LogitLens on \(\mathcal{AO}_\ell\)	>80% samples find "not Y" tokens	Supports the construction hypothesis

Key Findings¶

"Computed but Obscured": All 6 open-source models show sensitivity ≥ 95% while negative accuracy stays between 45–58%. Black-box metrics severely underestimate internal negation capabilities. This gap is caused by mid-to-late layer attention shortcuts; sinking them releases 17%+ gain without training.
Construction Dominates, Suppression Assists: LogitLens hit rates for construction (>80%) far exceed suppression (~30%). SAE latents show interpretable promoted tokens, while demoted tokens appear nonsensical, independently confirming construction is central.
Shortcuts Emerge Early in Pre-training: OLMo-2 checkpoints show that Neg Acc plunges early in training and is only later recovered by the negation circuit. This suggests shortcut heads are byproducts of "X is Y" co-occurrence statistics in pre-training.

Highlights & Insights¶

Attention Sinking as a "Gentle" Ablation: Rather than zeroing out tokens (Attention Knockout), sinking leverages the model's natural "lazy" attention to the first token. It introduces minimal distribution shift and serves as both a localization tool and an inference-time fix.
Sensitivity vs. Accuracy Divergence: This serves as a general signal for hidden capabilities. If a model fails a black-box metric but shows high logit sensitivity, the capability exists but is likely suppressed by later layers.
Scalable MLP Analysis via SAEs: Using \(d=W_U(y_-)-W_U(y_+)\) as a projection and contrastive analysis reduces manual verification from ten-thousand-dimensional activations to ~50 sparse latents per sample.
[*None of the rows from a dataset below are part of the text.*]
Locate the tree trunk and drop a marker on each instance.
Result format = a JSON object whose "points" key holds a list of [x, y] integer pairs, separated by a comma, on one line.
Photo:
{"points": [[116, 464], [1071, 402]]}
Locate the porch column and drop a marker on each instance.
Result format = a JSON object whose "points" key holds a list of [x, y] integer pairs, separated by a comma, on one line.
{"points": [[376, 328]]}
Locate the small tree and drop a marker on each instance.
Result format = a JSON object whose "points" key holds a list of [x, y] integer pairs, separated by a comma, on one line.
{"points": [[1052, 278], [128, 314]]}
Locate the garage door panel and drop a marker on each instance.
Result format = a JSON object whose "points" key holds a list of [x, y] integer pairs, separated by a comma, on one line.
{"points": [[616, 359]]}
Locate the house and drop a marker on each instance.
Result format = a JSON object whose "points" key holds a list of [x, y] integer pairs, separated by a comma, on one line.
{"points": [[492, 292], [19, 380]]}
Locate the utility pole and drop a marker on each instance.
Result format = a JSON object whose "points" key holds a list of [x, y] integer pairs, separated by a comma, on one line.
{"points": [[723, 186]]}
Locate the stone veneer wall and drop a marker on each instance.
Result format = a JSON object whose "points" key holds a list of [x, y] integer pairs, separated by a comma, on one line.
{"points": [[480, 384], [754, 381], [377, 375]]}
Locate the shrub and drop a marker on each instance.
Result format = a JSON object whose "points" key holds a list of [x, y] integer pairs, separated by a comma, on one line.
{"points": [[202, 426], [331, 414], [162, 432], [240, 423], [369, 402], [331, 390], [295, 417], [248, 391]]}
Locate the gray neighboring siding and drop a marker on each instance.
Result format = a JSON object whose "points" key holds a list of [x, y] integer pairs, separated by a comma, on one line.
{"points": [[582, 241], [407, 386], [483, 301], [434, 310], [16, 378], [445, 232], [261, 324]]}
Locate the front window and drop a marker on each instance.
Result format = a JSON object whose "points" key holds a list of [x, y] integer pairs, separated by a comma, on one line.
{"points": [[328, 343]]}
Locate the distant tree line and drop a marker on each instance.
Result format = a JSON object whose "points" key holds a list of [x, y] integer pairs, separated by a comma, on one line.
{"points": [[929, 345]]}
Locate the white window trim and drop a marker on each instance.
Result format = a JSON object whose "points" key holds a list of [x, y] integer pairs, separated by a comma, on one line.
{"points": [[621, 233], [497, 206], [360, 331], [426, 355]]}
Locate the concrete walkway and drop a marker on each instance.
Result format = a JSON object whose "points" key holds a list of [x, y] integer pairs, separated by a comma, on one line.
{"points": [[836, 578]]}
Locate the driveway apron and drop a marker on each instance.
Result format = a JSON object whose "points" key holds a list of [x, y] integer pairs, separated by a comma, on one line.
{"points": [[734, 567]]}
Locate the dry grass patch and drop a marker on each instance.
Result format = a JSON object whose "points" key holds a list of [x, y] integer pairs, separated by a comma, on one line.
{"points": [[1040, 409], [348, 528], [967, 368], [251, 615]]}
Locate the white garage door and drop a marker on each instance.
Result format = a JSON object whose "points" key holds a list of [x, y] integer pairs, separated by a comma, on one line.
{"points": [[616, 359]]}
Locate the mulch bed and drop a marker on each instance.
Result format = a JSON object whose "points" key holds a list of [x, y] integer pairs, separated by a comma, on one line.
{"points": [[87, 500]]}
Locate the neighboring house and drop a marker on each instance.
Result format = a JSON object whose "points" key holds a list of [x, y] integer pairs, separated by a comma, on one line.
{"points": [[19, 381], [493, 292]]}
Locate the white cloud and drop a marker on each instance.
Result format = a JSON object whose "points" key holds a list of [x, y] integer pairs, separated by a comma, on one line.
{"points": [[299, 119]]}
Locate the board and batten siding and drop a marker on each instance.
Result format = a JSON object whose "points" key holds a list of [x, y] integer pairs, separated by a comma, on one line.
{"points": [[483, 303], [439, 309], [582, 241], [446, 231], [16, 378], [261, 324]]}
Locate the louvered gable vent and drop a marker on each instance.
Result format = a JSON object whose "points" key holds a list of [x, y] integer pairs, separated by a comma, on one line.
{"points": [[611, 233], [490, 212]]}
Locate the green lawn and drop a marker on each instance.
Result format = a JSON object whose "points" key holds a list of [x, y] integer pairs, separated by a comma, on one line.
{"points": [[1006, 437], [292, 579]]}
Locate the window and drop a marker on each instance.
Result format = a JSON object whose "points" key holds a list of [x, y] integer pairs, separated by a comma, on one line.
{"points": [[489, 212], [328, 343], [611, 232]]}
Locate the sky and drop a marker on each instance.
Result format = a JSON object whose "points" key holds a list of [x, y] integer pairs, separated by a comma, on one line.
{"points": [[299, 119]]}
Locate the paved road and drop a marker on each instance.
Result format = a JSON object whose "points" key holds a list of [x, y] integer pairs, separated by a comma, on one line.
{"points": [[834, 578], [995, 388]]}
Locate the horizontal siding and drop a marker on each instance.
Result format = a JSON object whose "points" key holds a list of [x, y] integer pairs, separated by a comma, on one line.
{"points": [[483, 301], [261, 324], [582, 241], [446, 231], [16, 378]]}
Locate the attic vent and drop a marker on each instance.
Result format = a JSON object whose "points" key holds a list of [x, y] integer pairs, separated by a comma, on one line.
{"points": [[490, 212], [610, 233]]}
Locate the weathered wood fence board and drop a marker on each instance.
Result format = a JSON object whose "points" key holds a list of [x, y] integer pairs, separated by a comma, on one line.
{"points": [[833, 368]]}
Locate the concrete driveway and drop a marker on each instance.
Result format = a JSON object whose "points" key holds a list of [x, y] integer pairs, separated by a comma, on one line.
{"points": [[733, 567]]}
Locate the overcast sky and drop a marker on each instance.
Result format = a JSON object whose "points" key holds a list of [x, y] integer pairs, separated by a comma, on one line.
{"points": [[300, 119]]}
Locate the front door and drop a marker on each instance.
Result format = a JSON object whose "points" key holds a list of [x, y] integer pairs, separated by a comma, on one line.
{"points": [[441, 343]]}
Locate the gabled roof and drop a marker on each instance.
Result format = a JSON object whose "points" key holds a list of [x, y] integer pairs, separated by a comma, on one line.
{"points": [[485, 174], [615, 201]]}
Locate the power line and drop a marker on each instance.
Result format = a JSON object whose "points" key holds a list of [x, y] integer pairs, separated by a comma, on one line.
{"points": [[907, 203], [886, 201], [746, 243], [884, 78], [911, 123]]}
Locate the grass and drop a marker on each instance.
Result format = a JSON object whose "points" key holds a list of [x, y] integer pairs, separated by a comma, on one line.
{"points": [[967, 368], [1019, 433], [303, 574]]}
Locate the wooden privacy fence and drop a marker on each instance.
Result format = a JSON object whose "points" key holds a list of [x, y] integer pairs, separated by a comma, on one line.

Limitations & Future Work¶

Focuses only on "explicit negation" (not/no/cannot). Does not cover lexical negation ("unhappy"), adverbial negation ("seldom"), or negative pronouns ("nobody").
Small dataset (648 items) with rigid templates and single-token answers. Generalization to long contexts or conversational negation remains unverified.
No systematic evaluation of the side effects of Attention Sinking on general QA tasks. Shortcut heads might serve as useful "statistical priors" in other contexts.
Future work: Incorporating Attention Sinking into training objectives, extending contrastive attribution to counterfactuals, and using circuit evidence to guide negation data augmentation during pre-training.

vs Wang et al. 2023 / McDougall et al. 2024: While they identified "negative mover heads" supporting suppression, this paper shows construction is the dominant mechanism.
vs Geva 2021/2023: Fact recall is often additive (MLP key-values). This paper shows negation breaks this paradigm, requiring a three-stage non-additive pipeline.
vs Hermann et al. 2024 / Mann et al. 2025: This paper localizes observed "shortcut features" to specific attention heads and provides a mitigation tool (Attention Sinking).

Rating¶

Novelty: ⭐⭐⭐⭐⭐ Proposes Attention Sinking and Contrastive SAE attribution; systematically proves "construction > suppression".
Experimental Thoroughness: ⭐⭐⭐⭐ 6 models + OLMo-2 time series + cross-method validation; dataset is somewhat narrow.
Writing Quality: ⭐⭐⭐⭐⭐ Clear logical flow from hypothesis to evidence and counter-evidence.
Value: ⭐⭐⭐⭐⭐ Provides a training-free accuracy boost and expands MI research to compositional semantics.